I know I need to ask the question directly but I feel I know what the answer is now. I am like you MrsMolesworth. I have my fingers in so many pies it would be really difficult to stand back from it. I have a plan of action now: I am going to tell my vicar that I plan to go to DM's Church and watch his reaction. I have learnt this week that they my vicar and my mum's are acquainted.

There are some lovely open minded people in my church who I have had lovely open minded conversations but I just can't allow them to be the reason that I stay when I disagree so strongly with that one aspect that they teach.

YesterdayOnceMore Thu 26-Nov-15 18:28:35

I would say it would depend. The views of a SC might be completely different- depends on the type of partnership.

Also, what do you mean by the views of the church. In my experience, the views of the vicar or priest in charge can differ wildly from the views of a minority or even the majority of the congregations.

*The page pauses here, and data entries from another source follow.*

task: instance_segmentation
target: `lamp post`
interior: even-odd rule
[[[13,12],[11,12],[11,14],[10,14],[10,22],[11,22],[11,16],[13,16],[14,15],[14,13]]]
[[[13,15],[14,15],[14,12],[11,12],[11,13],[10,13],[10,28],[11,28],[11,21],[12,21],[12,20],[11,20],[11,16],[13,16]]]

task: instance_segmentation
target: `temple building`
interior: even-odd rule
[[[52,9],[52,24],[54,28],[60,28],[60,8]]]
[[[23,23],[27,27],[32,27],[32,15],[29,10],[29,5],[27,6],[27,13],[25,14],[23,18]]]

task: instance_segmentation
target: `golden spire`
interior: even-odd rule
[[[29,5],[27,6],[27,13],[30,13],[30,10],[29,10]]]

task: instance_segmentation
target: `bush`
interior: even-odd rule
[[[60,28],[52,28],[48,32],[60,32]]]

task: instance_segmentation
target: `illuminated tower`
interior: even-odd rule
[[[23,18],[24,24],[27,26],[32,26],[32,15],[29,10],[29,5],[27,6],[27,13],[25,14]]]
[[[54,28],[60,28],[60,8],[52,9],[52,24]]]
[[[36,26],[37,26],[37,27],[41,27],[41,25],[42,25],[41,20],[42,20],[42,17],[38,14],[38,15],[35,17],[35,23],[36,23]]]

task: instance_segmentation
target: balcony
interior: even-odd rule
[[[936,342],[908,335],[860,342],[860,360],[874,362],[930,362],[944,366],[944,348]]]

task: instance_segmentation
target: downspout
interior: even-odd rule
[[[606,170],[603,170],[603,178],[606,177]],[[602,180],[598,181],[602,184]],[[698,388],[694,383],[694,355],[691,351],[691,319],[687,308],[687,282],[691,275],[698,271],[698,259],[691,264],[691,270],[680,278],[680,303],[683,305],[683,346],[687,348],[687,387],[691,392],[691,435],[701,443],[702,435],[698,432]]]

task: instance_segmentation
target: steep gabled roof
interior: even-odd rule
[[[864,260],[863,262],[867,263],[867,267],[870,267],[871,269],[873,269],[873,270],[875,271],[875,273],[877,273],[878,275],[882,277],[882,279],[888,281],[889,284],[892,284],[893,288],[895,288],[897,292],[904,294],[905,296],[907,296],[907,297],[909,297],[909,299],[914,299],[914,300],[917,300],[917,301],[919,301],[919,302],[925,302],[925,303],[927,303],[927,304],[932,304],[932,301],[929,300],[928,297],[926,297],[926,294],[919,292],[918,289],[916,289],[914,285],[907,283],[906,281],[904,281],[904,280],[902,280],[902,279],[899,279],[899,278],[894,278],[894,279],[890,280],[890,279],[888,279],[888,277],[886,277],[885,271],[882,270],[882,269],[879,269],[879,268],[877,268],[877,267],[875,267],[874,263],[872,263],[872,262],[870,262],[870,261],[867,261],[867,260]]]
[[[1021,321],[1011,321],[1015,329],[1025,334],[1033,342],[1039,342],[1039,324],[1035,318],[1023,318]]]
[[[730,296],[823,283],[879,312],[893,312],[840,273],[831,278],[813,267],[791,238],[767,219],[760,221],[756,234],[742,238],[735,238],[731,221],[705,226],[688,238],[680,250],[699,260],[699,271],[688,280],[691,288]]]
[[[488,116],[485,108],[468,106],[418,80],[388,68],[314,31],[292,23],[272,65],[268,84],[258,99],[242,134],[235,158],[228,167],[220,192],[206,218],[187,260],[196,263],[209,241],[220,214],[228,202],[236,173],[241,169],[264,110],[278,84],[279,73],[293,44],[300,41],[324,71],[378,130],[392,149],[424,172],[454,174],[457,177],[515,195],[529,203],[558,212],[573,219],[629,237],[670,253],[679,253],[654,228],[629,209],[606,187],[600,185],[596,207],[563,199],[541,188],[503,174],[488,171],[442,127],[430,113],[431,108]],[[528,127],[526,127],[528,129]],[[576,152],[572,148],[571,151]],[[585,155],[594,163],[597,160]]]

meditrina Thu 26-Nov-15 18:49:42


I'm made an assumption that you mean CofE, and of course you might not. Oxford Movement is the kind of High Church traditional (which is sometimes labelled conservative) but which is most definitely not homophobic (eg spearheaded gay marriage for the clergy).

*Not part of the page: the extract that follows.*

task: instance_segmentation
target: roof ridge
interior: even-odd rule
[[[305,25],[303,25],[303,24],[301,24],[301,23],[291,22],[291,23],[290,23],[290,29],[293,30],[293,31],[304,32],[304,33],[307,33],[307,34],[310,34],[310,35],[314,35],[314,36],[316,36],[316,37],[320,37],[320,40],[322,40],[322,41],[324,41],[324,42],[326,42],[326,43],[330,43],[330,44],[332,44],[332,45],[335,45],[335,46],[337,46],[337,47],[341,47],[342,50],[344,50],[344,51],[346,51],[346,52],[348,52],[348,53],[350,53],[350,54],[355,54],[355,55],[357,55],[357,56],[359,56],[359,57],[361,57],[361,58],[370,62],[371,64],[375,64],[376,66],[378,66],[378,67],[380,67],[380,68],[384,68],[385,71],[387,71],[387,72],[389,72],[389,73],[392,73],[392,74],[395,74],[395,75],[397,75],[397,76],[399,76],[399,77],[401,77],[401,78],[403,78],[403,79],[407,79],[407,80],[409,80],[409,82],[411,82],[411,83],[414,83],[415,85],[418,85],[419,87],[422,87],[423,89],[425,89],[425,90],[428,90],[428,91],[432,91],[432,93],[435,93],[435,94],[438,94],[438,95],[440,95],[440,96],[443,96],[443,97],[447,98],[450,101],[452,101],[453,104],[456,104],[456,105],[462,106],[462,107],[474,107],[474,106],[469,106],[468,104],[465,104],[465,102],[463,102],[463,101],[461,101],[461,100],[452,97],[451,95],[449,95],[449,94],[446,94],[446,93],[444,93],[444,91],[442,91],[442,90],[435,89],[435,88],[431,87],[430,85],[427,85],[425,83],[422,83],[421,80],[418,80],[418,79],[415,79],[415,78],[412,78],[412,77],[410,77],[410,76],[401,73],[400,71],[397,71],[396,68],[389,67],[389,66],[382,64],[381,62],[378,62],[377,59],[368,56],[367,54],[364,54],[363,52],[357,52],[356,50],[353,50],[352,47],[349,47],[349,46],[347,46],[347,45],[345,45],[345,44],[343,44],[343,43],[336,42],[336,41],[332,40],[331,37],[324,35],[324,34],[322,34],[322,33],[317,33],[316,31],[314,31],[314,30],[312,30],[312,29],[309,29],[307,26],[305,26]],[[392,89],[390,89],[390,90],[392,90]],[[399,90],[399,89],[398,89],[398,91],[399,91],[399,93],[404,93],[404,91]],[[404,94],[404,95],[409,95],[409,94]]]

I'm afraid at get a bit muddled with terms (because the allegedly liberal evangelical wing is usually much more hard line on homosexuality) and of course individual churches might be outliers if what goes with their liturgical trend.

But it is fairly rare for a conservative church to be homophobic, so it looks as if you are unlucky with your priest (who if joint benefice will be doing both your church as the problematic sister church). And yes, I think finding a congregation where you feel at home would be the right thing to do.

if the priest moves on, perhaps then you could return to your current church.

In the short term, perhaps you could just visit your DMum more often on Sundays?

cdtaylornats Sun 29-Nov-15 11:52:04

Replace gay in this scenario with black/woman/unmarried parent, if any of these would make you leave then you have your answer.

MrsMolesworth Sun 29-Nov-15 14:57:57

Yes, high church seems far more liberal minded that the apparently modern trendy low churches that are so much more prevalent these days. I hunted for a High Anglican, gay friendly church and there isn't one for miles round here. I long for a bit of Latin, incense and grown ups with open minded kind hearts. As Med says, there are loads of different attitudes within C of E alone. No need to stick with a church which up holds values you despise, especially if they are the kind of church that insists their way is the only way to properly love and serve God.